Спокойствие и тактичность, с которой м-р Брэдло высказал свое осуждение, не вызвали подражания в других представителях атеистической партии; в особенности отличался резкостью своих нападок м-р Фут. Среди поднявшегося шума я была отозвана в Париж, чтобы участвовать там вместе с Гербертом Берроус на рабочем конгрессе, происходившем там между 15 и 20 июля, и провела несколько дней в Фонтенебло, вместе с м-м Блаватской, которая поселилась там, чтобы отдохнуть несколько недель. Я застала ее за переводом дивных мест из её «книги золотых правил», общеизвестной теперь под заглавием «Голоса Тишины». Она писала книгу очень быстро, не имея пред собой оригинала, и попросила меня прочесть написанное вечером вслух, чтобы проверить «приличен ли её английский стиль». Кроме меня, при чтении присутствовали Герберт Берроус и м-с Канцлер, ревностная американская теософка. Мы садились вокруг Е. П. Б. и я читала вслух. Перевод сделан был безукоризненным, художественным английским языком, плавным и музыкальным; мы могли исправить не более двух-трех слов, и она глядела на нас, как изумленный ребенок, удивляясь нашим похвалам, которые были бы повторены всяким, кому довелось бы слышать эти художественные поэмы в прозе.

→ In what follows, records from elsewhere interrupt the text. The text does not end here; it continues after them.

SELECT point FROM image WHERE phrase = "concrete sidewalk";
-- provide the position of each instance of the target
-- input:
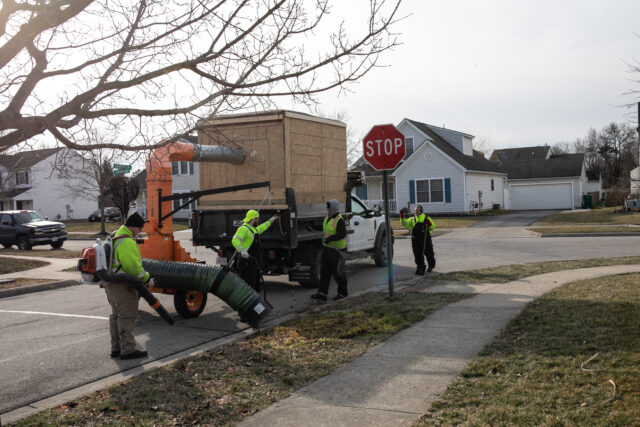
(394, 383)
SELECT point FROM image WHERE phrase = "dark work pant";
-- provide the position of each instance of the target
(329, 267)
(250, 272)
(422, 248)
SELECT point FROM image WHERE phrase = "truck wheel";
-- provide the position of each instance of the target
(189, 304)
(380, 255)
(315, 271)
(23, 243)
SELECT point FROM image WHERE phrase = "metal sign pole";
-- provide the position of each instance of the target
(388, 248)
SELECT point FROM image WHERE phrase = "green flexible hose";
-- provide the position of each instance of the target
(186, 276)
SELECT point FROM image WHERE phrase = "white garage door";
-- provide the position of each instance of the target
(549, 196)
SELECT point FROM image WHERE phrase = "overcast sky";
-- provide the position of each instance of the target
(513, 72)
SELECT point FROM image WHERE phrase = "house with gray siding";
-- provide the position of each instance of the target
(440, 171)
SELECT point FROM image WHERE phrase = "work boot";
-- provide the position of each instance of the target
(319, 296)
(135, 354)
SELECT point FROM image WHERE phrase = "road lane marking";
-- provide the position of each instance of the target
(55, 314)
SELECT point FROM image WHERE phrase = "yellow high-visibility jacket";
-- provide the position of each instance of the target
(243, 239)
(411, 222)
(127, 256)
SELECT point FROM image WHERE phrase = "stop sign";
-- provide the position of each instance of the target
(383, 147)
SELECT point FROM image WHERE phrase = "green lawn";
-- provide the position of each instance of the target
(571, 358)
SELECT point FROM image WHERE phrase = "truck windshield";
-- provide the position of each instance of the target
(26, 217)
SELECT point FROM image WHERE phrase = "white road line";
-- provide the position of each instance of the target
(55, 314)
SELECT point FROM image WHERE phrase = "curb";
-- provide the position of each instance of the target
(596, 234)
(5, 293)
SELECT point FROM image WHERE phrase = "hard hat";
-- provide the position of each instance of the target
(251, 215)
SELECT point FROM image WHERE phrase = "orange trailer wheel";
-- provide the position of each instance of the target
(189, 304)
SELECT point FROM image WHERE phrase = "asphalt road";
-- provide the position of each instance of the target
(57, 340)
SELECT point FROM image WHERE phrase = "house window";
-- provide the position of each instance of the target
(177, 203)
(390, 190)
(22, 177)
(408, 145)
(430, 191)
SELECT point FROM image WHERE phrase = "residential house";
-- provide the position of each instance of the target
(440, 171)
(185, 178)
(537, 179)
(29, 180)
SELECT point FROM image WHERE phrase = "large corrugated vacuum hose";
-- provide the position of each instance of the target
(225, 285)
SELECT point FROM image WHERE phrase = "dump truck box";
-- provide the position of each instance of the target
(288, 149)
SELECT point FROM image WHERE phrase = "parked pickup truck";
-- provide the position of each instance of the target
(293, 244)
(27, 228)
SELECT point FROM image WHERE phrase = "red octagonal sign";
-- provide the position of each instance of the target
(383, 147)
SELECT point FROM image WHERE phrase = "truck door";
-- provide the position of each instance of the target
(7, 233)
(361, 230)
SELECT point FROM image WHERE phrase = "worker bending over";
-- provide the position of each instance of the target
(247, 243)
(420, 227)
(334, 241)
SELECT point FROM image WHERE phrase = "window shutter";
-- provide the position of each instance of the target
(412, 191)
(447, 190)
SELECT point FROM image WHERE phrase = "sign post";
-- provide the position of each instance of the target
(383, 148)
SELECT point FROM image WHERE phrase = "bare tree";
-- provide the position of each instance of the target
(144, 70)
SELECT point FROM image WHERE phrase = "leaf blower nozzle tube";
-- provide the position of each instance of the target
(208, 278)
(140, 287)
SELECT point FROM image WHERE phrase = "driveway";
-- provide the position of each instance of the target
(515, 219)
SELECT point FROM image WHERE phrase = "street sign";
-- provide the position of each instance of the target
(126, 168)
(383, 147)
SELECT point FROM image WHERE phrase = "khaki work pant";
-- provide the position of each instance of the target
(123, 299)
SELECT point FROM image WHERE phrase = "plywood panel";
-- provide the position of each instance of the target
(334, 132)
(306, 155)
(306, 127)
(306, 165)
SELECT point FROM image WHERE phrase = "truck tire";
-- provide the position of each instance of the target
(314, 282)
(380, 253)
(23, 243)
(189, 304)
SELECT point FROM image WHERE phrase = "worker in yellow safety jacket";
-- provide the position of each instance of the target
(334, 242)
(247, 244)
(123, 297)
(420, 227)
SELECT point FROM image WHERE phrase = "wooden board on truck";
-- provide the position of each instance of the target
(289, 149)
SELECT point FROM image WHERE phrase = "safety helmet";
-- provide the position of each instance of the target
(251, 214)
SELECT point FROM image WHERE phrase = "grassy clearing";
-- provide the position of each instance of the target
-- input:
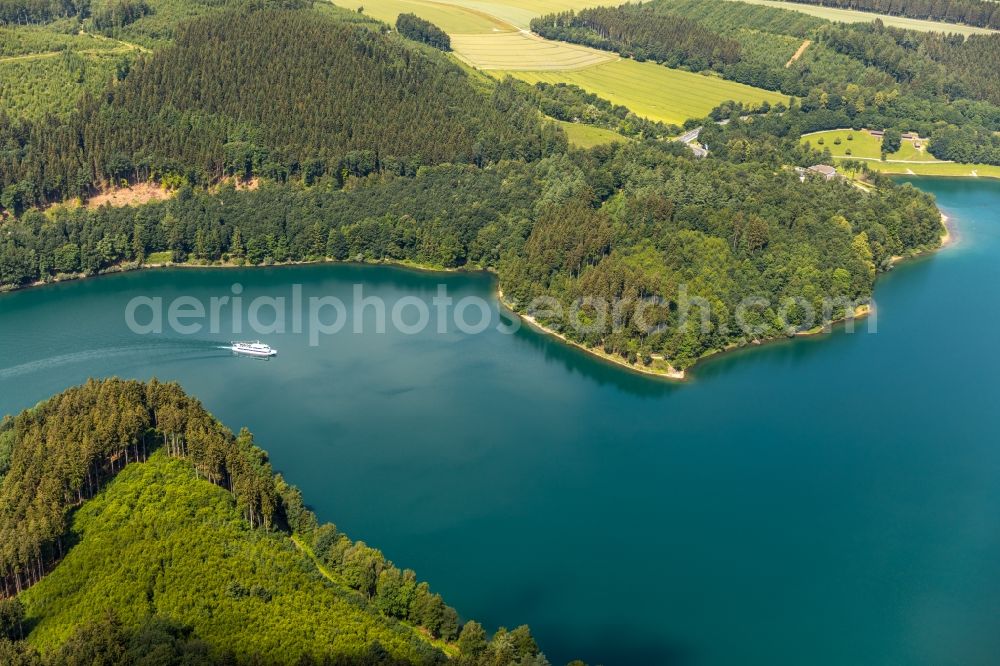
(520, 12)
(33, 85)
(523, 51)
(588, 136)
(864, 145)
(854, 16)
(450, 18)
(952, 169)
(654, 91)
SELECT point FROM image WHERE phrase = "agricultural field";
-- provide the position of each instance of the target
(43, 71)
(520, 12)
(453, 19)
(854, 16)
(859, 144)
(654, 91)
(588, 136)
(524, 51)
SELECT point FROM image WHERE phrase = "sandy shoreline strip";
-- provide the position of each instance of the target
(669, 373)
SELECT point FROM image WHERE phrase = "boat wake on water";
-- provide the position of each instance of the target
(255, 349)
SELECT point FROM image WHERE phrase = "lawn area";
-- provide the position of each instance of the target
(854, 16)
(588, 136)
(864, 145)
(937, 169)
(654, 91)
(523, 51)
(453, 19)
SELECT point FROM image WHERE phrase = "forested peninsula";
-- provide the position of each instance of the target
(136, 529)
(362, 144)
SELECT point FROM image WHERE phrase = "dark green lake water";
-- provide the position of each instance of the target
(826, 501)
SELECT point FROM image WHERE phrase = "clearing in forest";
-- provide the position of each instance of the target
(859, 144)
(520, 12)
(451, 18)
(654, 91)
(588, 136)
(524, 51)
(798, 53)
(855, 16)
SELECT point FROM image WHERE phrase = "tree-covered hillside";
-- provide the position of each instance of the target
(133, 525)
(322, 96)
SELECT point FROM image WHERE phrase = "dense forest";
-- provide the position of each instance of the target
(120, 473)
(645, 219)
(357, 101)
(983, 13)
(944, 87)
(565, 101)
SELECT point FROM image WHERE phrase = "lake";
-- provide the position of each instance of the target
(823, 501)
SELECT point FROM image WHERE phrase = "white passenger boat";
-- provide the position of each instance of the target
(253, 349)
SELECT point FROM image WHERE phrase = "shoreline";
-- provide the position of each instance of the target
(132, 267)
(668, 372)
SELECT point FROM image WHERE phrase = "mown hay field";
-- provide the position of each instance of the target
(945, 169)
(654, 91)
(861, 144)
(451, 18)
(854, 16)
(524, 51)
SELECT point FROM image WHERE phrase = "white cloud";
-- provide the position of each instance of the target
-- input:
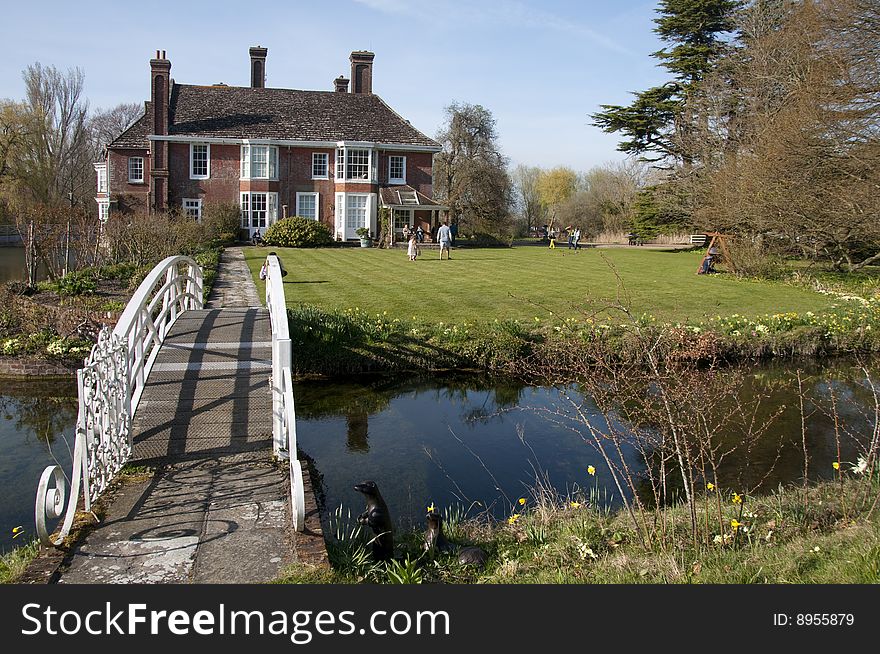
(517, 14)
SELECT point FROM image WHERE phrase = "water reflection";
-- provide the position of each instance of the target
(36, 430)
(473, 441)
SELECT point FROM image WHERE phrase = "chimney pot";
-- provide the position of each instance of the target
(258, 66)
(362, 71)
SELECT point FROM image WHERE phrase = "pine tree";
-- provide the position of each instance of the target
(693, 29)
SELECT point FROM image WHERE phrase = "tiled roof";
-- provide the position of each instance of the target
(404, 195)
(260, 113)
(136, 135)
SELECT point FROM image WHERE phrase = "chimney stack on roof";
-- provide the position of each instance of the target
(362, 71)
(258, 67)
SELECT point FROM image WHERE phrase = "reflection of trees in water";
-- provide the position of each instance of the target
(44, 408)
(777, 456)
(357, 401)
(357, 430)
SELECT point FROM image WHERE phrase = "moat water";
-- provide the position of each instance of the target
(461, 440)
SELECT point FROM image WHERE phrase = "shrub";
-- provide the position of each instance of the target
(752, 260)
(297, 232)
(221, 221)
(75, 284)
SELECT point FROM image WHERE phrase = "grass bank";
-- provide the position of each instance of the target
(351, 341)
(367, 310)
(524, 282)
(829, 533)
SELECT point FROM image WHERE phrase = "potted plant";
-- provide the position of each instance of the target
(364, 233)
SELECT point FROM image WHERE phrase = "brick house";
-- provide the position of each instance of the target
(334, 156)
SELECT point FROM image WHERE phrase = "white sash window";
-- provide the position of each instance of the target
(259, 162)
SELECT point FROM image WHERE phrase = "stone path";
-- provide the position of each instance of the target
(217, 510)
(233, 286)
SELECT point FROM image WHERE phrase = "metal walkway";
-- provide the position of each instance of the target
(217, 509)
(208, 392)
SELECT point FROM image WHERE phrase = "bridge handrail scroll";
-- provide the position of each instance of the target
(110, 385)
(283, 410)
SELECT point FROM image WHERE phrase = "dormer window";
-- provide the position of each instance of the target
(396, 169)
(135, 170)
(101, 169)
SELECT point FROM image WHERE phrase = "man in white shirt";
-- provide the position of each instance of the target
(444, 236)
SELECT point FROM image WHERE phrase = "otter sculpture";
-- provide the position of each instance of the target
(435, 540)
(379, 520)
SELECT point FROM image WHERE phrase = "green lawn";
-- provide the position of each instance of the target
(523, 282)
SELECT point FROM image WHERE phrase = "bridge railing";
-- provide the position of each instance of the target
(110, 385)
(283, 410)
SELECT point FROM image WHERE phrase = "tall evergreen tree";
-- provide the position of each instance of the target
(693, 29)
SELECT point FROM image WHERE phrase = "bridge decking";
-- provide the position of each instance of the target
(208, 393)
(217, 509)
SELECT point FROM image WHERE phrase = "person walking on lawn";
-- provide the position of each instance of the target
(444, 237)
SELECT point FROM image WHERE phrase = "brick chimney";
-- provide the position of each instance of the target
(258, 67)
(160, 90)
(361, 71)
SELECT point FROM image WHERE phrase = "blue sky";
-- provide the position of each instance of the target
(540, 67)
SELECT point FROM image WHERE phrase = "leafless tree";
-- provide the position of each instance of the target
(787, 145)
(527, 199)
(106, 124)
(470, 174)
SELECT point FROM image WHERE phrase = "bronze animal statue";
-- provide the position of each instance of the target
(379, 520)
(436, 541)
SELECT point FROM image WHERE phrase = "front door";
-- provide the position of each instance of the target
(355, 214)
(258, 212)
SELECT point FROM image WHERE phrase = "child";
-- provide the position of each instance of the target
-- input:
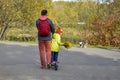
(55, 47)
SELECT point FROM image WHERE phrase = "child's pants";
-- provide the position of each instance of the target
(45, 53)
(54, 56)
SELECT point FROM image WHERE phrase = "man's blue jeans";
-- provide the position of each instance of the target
(54, 56)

Несколько раньше в этот день я спросила ее, при помощи каких сил производятся стуки, постоянно слышимые на спиритических сеансах. «Нет надобности обращаться к духам, чтобы слышались стуки», сказала она – «посмотрите». Она провела рукой над моей головой, не касаясь её, и я явственно почувствовала легкие стуки о черепную кость, при чем каждый раз чувствовался электрический ток по всей спине. Тогда она обязательно объяснила мне, какие толчки могут быть вызваны в каком угодно месте и как комбинации токов, порождающие их, могут производиться помимо сознательной человеческой воли. Таким способом она всегда поясняла свое учение и доказывала экспериментами существование в человеке высших сил, управляемых дисциплинированной в этом отношении волей. Все «феномены» м-м Блаватской относятся к научной стороне её учения и она никогда не имела безрассудства приписывать себе чудотворность и требовать на этом основании веры в свою философскую систему. Она всегда повторяла, что чудес не бывает на свете, что все её феномены были результатом более глубокого, чем у большинства людей, знания природы и более развитых ума и воли. Некоторые из этих феноменов были, как она называла их, «психологическими фокусами» и заключались в вызывании образов силой воображения и внушении их другим, как «коллективных галлюцинаций»; другие, как напр. передвигание тяжелых предметов, совершались ею при помощи астральной руки, протянутой к предметам, еще другие посредством астрального чтения и т. п. Но доказательством того, что она в самом деле получила свою миссию от так называемых ею «учителей» служат не эти, сравнительно мелкие физические и духовные феномены, а величие её геройской энергии, глубина её знания, полное бескорыстие её характера, высокий спиритуализм её учения, неослабевающая преданность делу и неостывающий пыл в исполнении своей просветительной миссии. Эти качества, а не её феномены, внушали доверие и веру всем нам, жившим около неё, знавшим её жизнь изо дня в день. Мы с благодарностью принимали её учение не потому, что она требовала подчинения своему авторитету, а потому, что она пробуждала в нас силы, о присутствии которых в нас мы сами не подозревали, и призывала к жизни скрытые способности духа.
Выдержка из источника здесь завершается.